Three concerti completed the programme, the Bennett Trumpet Concerto written twenty years ago in 1993, Musgrave's haunting Marimba Concerto premiered in 1994 and Roxburgh's heartfelt An Elegy for Ur dating from 2006. Journey through a Japanese Landscape was commissioned for Dame Evelyn Glennie and is essentially a marimba concerto, each movement introduced by glissandi on chimes, each based on a set of haiku and each descriptive of one of the four seasons, excellently played by the RNCM Head of Percussion, Simone Rebello. Clark Rundell, who conducted the Musgrave, and Mark Heron who conducted the other two works, are of course vastly experienced in handling wind ensemble, and only occasionally were there problems of balance here and in the Roxburgh.
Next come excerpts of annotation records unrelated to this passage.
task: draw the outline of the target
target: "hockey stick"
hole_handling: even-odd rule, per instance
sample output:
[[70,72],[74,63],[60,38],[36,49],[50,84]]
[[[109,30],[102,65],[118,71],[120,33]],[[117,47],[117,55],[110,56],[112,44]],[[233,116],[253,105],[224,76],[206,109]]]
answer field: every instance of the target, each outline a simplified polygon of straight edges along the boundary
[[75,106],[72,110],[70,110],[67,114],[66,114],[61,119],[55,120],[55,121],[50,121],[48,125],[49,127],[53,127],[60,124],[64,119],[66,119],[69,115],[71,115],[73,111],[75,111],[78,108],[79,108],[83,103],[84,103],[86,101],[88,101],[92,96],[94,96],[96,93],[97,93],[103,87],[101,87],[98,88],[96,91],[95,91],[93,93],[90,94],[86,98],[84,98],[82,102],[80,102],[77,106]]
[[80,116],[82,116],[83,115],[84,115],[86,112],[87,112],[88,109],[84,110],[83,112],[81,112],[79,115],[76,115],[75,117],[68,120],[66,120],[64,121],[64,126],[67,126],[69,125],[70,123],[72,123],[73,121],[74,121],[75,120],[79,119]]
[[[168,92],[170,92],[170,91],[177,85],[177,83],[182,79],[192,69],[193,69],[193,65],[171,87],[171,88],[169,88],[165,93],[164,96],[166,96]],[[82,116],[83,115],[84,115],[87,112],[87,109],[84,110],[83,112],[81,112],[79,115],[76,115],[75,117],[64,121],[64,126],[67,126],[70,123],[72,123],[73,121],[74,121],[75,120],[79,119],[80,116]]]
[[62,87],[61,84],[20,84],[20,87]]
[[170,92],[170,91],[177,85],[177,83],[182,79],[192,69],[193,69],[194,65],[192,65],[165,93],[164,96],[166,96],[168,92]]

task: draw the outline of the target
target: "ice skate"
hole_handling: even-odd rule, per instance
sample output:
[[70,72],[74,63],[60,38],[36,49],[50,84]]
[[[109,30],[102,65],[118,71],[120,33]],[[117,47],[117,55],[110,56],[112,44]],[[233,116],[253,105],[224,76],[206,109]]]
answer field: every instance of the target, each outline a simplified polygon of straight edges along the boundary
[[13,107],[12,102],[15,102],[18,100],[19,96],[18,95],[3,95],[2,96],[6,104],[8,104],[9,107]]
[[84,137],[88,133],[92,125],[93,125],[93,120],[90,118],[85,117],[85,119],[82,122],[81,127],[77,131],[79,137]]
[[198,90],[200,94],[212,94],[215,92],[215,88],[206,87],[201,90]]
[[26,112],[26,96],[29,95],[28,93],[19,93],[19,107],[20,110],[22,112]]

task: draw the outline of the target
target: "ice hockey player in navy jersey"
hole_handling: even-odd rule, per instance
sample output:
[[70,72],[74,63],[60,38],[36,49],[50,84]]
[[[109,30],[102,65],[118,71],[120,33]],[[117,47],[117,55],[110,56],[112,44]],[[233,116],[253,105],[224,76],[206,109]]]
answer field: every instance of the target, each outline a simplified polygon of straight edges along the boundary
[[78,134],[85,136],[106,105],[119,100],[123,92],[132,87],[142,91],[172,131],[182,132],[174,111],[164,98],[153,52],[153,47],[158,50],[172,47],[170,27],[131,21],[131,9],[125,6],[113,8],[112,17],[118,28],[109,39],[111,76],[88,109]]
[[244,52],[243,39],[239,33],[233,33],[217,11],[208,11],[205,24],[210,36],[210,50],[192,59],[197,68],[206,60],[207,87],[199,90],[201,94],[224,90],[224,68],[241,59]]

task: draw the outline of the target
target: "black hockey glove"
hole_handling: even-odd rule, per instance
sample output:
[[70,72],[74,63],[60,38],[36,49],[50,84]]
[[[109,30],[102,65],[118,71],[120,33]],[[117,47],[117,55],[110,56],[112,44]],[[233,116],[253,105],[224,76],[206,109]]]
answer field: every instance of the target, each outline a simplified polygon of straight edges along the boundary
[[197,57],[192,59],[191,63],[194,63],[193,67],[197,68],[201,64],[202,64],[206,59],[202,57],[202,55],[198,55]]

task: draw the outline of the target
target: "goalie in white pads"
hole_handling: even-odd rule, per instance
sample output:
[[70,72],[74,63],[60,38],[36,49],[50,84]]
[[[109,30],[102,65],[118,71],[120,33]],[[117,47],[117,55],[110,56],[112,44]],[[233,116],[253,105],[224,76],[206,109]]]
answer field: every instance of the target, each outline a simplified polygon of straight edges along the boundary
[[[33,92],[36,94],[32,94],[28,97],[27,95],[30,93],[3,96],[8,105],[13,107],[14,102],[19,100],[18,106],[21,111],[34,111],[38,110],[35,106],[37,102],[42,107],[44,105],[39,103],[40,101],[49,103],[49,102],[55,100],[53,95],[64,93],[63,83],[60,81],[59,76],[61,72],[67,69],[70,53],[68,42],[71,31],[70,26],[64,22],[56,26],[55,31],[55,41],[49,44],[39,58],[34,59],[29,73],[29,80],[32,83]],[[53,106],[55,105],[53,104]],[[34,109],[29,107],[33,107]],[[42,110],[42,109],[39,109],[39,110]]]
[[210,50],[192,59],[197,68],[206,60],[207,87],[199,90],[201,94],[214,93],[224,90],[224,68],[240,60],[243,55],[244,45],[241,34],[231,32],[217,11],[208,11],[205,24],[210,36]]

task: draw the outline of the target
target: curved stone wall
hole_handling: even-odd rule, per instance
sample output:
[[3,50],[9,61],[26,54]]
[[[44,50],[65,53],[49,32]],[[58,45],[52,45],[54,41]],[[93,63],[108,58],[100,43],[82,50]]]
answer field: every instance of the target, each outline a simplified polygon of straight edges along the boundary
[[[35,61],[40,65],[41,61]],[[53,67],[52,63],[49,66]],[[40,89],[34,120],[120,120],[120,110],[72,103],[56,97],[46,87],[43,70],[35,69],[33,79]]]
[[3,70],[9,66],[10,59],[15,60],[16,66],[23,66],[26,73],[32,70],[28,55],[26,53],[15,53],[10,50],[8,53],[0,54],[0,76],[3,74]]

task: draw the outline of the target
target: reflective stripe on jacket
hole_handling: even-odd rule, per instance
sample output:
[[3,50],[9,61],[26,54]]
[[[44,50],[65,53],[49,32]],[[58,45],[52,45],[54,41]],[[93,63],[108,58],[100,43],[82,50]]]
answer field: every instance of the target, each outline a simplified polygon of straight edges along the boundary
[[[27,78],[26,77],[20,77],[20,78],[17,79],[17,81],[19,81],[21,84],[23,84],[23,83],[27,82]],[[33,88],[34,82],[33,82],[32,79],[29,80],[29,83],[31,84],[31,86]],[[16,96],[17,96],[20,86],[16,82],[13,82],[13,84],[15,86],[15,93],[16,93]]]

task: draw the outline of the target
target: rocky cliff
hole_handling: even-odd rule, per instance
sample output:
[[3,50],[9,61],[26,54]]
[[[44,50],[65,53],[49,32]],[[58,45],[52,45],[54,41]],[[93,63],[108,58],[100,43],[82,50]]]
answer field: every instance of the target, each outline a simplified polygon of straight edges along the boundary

Paul Goodey, Head of School of Wind and Percussion, gave a remarkable performance on the Roxburgh, playing from memory with extraordinary sang froid and technical brilliance, capturing all of the elusive emotional moods of this wonderful addition to the concerto repertoire. The College Wind Orchestra coped with all of the difficulties of the work with ease, and provided a brilliant accompaniment to both oboe concerto and the more straightforward Trumpet Concerto. Bennett's work has proved too much of a test for many trumpeters, both in terms of stamina and technique, a real traditional contest between soloist and orchestra, but John Miller, who played it last at my 60th birthday at the Barbican, was more than equal to the challenge.
Superb performances then by the RNCM Head of School and Heads of Percussion and Brass, great conducting by Clark and Mark, and a wonderful birthday cake for everyone after the concert, completed my 75th year; a huge thank you.